To make our test pass, we implement real logic to coordinate the calls into our dependencies, like so:

public IEnumerable<string[]> ExtractAnagramSets(string filePath)
{
    var wordList = fileParser.ExtractWordListFromFile(filePath);
    return anagramGrouper.FindAnagramSets(wordList);
}

…and the successful outputs of our test runner:

Specs in AnagramCodeKata:

AnagramsFinder Finding Anagrams, when given text file with word on each line
¯ should result in list of anagram sets

Contexts: 1, Specifications: 1

Final Thoughts and Questions

So what do you think of the new test? Are we better able to see the Single Responsibility of the AnagramsFinder manager class? Are we more inline with solving the actual problem statement? Your feedback would be much appreciated.

In the next post, we will begin work on test driving the design and implementation of the dependencies…unless of course I get feedback that I should be focusing on a different area first or that this last rewrite still needs more help.

Comments

Tobias Walter

Yes, this is a good start for a great idea (code kata done slowly).

Right now, I'm struggling with the same kata and I have a problem looking at your AnagramsFinder and IAnagramGrouper. The result of both is the same and the tests (apart from setting up a not needed IFileParser for the AnagramsFinder) will be the same too.
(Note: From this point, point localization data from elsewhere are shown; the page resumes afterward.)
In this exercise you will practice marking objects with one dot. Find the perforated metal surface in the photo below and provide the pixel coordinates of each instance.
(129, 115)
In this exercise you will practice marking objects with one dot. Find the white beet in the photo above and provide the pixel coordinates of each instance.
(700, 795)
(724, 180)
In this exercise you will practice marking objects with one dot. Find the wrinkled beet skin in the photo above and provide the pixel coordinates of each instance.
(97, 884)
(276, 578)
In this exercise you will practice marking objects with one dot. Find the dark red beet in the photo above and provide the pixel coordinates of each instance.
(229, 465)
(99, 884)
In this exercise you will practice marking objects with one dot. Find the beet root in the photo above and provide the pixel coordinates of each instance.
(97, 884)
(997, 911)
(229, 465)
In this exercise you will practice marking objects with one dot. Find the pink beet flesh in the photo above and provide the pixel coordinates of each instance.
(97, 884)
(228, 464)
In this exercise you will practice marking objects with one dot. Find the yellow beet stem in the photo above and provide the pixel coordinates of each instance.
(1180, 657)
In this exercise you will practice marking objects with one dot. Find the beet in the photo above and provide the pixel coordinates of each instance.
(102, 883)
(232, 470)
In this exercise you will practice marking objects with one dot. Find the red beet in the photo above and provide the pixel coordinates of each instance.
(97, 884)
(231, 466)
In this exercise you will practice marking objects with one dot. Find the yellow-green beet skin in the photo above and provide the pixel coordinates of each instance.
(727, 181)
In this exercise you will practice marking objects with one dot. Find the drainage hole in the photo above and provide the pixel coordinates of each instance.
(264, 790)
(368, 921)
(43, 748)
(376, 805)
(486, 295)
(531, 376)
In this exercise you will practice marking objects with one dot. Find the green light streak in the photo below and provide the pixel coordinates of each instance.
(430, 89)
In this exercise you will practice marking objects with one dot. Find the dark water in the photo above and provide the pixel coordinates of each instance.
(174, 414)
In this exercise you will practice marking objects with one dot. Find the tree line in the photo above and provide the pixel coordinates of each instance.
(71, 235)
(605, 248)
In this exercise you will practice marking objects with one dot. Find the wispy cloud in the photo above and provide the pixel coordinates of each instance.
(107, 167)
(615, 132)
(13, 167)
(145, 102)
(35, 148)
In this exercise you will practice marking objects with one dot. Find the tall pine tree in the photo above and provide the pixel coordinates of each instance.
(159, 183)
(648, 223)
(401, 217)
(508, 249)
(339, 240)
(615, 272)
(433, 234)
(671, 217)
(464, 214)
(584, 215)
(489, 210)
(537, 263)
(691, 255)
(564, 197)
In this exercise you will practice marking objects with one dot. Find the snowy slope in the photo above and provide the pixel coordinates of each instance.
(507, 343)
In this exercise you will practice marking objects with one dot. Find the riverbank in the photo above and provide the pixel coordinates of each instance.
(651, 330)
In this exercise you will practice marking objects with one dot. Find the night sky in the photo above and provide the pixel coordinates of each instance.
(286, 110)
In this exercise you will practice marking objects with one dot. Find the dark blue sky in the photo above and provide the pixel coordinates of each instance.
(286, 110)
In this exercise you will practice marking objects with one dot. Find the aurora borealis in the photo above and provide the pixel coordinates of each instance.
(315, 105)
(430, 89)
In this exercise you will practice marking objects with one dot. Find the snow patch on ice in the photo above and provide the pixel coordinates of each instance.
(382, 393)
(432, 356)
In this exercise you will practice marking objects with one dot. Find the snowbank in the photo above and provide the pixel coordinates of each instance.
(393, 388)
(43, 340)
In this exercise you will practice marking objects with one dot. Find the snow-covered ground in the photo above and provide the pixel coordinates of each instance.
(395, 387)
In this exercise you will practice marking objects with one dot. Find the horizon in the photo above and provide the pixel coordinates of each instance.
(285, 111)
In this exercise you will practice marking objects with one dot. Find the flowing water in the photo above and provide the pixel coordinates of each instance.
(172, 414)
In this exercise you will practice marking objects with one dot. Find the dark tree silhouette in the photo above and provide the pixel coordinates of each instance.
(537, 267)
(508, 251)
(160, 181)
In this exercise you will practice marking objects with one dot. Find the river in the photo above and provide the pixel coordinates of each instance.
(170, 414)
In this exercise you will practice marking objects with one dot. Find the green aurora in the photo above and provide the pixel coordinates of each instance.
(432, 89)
I think this is because you're using the pipes and filters-pattern (opposite to David, who combines his both results in "focus on test driving logic"). Testing just the filters should be sufficient here?

What you maybe can do is a behavioural test. So, instead of testing with stubs, use mock-objects testing weather the methods were called.

What do you think about that?

p.s. it's hard to post a comment here because the word verification-textbox is only accessible when selecting text with the mouse and scrolling down :(

David

Looks good Mike!

I wouldn't call the previous spec a mistake or "foolish" though. I seen working on simple cases like Count advocated lots of places for doing TDD, I've just always struggled with getting from those cases to the main responsibilities of the class.

Looking forward to the rest of the series.